Chapter 3 Design Space for Inductive Link Prediction
In this section, we will outline our methodology in profiling the design space of models for Inductive Link Prediction (ILP). We will share our proposed standardized architecture consisting of several components, covering existing methods for each before detailing the experiments necessary to verify our hypotheses.
3.1 Standardized Architecture
To identify an optimal model (or set of models) for inductive link prediction, we require a standardized, modular architecture which allows us to swap in and out its various components to study the effects of each design choice. Furthermore, in order for the insights yielded by our experiments to be usable in real-world scenarios, our architecture must satisfy several criteria:
- Efficient. Realistic graph datasets often contains tens or hundreds of millions of nodes, and hundreds of millions - if not billions - of edges. Existing GNN architectures which operate on the full adjacency matrix of a graph are simply unable to scale to this size. As such, our framework must be able to operate on a reduced subset of a graph’s adjacency matrix if necessary.
- Effective. Of course, an efficient, poorly performing model is no more useful than an inefficient, well-performing model. Therefore, our framework must maintain strong performance even in resource-constrained scenarios.
- Generalizable. Finally, our framework must be fully inductive, meaning that it must not depend on (1) the specific identities of nodes in a given graph, or (2) the presence of pre-existing node or edge attributes for a given graph. The former criterion is important not only for cross-graph generalization ability, but also for efficiency as it will allow the model to operate on arbitary subgraphs if necessary. The latter criterion will increase the applicability of the framework to more realistic scenarios involving non-attributed graphs (such as many social networks).

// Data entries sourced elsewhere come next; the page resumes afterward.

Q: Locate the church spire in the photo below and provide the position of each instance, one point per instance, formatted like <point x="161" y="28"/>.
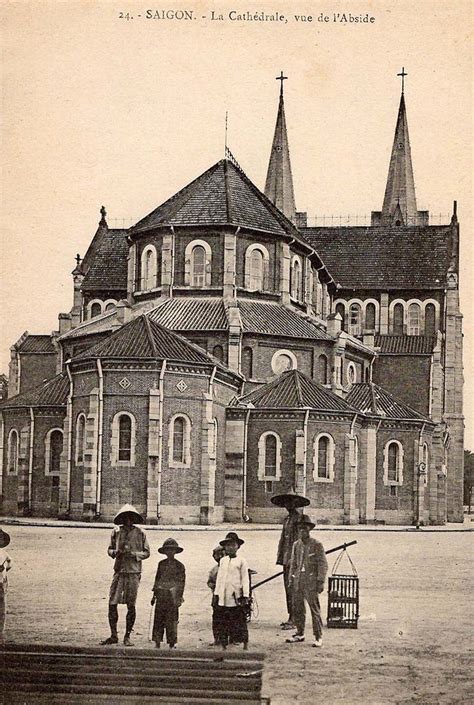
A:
<point x="279" y="183"/>
<point x="399" y="203"/>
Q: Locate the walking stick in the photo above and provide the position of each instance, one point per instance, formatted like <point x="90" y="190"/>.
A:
<point x="342" y="547"/>
<point x="150" y="625"/>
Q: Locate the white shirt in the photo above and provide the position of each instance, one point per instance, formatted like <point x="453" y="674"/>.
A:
<point x="7" y="564"/>
<point x="232" y="581"/>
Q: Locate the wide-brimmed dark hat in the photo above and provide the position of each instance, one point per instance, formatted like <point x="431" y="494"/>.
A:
<point x="290" y="500"/>
<point x="170" y="545"/>
<point x="128" y="509"/>
<point x="304" y="520"/>
<point x="231" y="536"/>
<point x="4" y="538"/>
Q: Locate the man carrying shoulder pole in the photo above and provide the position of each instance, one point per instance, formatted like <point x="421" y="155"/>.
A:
<point x="289" y="534"/>
<point x="308" y="569"/>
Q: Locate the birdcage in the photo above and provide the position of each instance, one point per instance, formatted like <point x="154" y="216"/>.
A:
<point x="343" y="597"/>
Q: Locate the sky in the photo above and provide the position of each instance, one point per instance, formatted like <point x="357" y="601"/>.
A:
<point x="101" y="109"/>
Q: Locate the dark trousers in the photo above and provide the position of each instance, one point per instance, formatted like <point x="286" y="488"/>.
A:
<point x="288" y="592"/>
<point x="306" y="592"/>
<point x="231" y="625"/>
<point x="215" y="624"/>
<point x="166" y="620"/>
<point x="129" y="621"/>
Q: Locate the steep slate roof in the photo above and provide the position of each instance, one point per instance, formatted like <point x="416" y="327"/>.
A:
<point x="257" y="317"/>
<point x="145" y="339"/>
<point x="51" y="393"/>
<point x="384" y="257"/>
<point x="108" y="266"/>
<point x="294" y="390"/>
<point x="36" y="344"/>
<point x="98" y="324"/>
<point x="221" y="195"/>
<point x="372" y="399"/>
<point x="405" y="344"/>
<point x="190" y="314"/>
<point x="275" y="319"/>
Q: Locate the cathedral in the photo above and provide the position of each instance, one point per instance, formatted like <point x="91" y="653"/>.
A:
<point x="221" y="351"/>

Figure 3.1: Standardized architecture for inductive link prediction (ILP) models. Given an input graph, a model instance computes positional encodings on the full graph before sampling subgraphs around each target link. A structural encoding is derived for nodes in each subgraph, which is concatenated with their positional encoding to form positionally and structurally-aware node embeddings. The embeddings are propagated using local message passing layers before being pooled into a subgraph embedding which is used to classify the existence of each target link.
Given the above criteria, we propose a simple, standardized model architecture for inductive link prediction (ILP) comprised of 6 components, shown in Figure 3.1. The modularity of our proposed architecture allows us to swap out different choices for each component to profile the overall design space. It does not depend on the presence of node or edge attributes but is able to utilize them without any additional modification (though we choose not to in this work to focus on learning and generalizing solely from the structure of the graph). Our framework scales to large graphs by operating on \(k\)-hop subgraphs around each target link while (optionally) preserving global information. Concretely, an instance of our framework contains the following components:
- Global encoding (optional). Given an input graph \(\mathcal{G} = \{\mathcal{V}, \mathcal{E}\}\), a global encoding module is used to extract global structure-aware node embeddings \(\mathbf{X}_g \in \mathbb{R}^{|\mathcal{V}| \times m}\). The importance of this module is to generate representations that uniquely distinguish the nodes in a given graph to help differentiate nodes with isomorphic \(k\)-hop neighborhoods. This module must be efficient enough to operate on the full adjacency structure of the graph, and may also be omitted entirely if a graph’s local neighborhoods are sufficiently distinguishable. Candidates for this component include simple, lightweight heuristics such as node degree, centrality metrics, or even randomly generated features, as well as more sophisticated options such as positional encodings.
- Subgraph extraction. Following the SEAL framework (Zhang & Chen, 2018), for each target link \(\bar{e}_i = ((u, v), y_i): u, v \in \mathcal{V}, \bar{e} \notin \mathcal{E}, y_i \in \mathcal{Y}\) which we wish to predict, we extract a \(k\)-hop subgraph \(H_{u,v}^{(k)} = \{\mathcal{V}', \mathcal{E'}\} \subset \mathcal{G}\) enclosing \(u\) and \(v\). Each node and edge carries their respective attributes, including the global encoding from step 1 if applicable, into the subgraph \(H_{u,v}^{(k)}\) as \(\mathbf{X}_a \in \mathbb{R}^{|\mathcal{V}'| \times d}\) and \(\mathbf{X}_g \in \mathbb{R}^{|\mathcal{V}'| \times m}\) respectively. This step makes it tractable to operate on large graphs by limiting the receptive field of the model, while still preserving global information from step 1 and node/edge attributes if provided (which we ignore for the purposes of this study).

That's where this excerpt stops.